Mulambwa Santulu (born Maimbolwa Santulu) was the 10th litunga (king) of Barotseland who ruled from 1780 to 1830.. He is famous for introducing a series of reforms such as a new constitution into the Lozi Kingdom. He has been called "Mulambwa Mutomi Wa Mulao" which translates to "Mulambwa the creator of laws."

During this period, the practice of slave trading affiliated with both Arab and Portuguese markets was gradually expanding from the coastal regions into the African interior. The name 'Mulambwa' was acquired as a nickname based on his tough stance against slave trading.
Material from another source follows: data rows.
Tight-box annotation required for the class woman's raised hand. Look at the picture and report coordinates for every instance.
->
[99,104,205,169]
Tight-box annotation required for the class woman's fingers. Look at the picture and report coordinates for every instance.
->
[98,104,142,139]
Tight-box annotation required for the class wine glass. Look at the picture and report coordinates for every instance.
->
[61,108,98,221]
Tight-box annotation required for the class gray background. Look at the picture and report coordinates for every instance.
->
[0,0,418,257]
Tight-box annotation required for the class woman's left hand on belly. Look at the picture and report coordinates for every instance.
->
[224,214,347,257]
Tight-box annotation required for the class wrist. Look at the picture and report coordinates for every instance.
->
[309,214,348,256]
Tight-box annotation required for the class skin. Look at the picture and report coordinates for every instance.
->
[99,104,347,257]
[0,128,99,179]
It is derived from the phrase "Muule ambwa, Muulese kuule Anu" which translates to "buy dogs, but not another human being." Barotseland was made a no-go area for slave traders.

His reign is also characterised by the arrival of the Mbunda tribe into Barotseland, who had fled Angola as refugees escaping slave trading. They were welcomed to resettle into his kingdom and would become strong allies.

==Biography==
Mulambwa Santulu was the third son of the king Mwanawina I, by his wife, Queen Mbuywana.

He was a chief of Lilundu, before his accession. He succeeded on the death of his elder brother Mwananyanda Liwale and was opposed by Kusiyo, but eventually triumphed after slaying the Nololo. He established his capital at Namuso and established orchards, tamed and domesticated wild animals and promulgated laws on property and marriage. He died at Lilundu, in the month of July, about 1830. Under his reign, the Mbunda tribe who had fled Angola as refugees fleeing the slave trade were allowed to settle in Barotseland.

==Family==
Mulambwa had many children. His sons were kings Mubukwanu and Silumelume and his grandson was Sipopa Lutangu.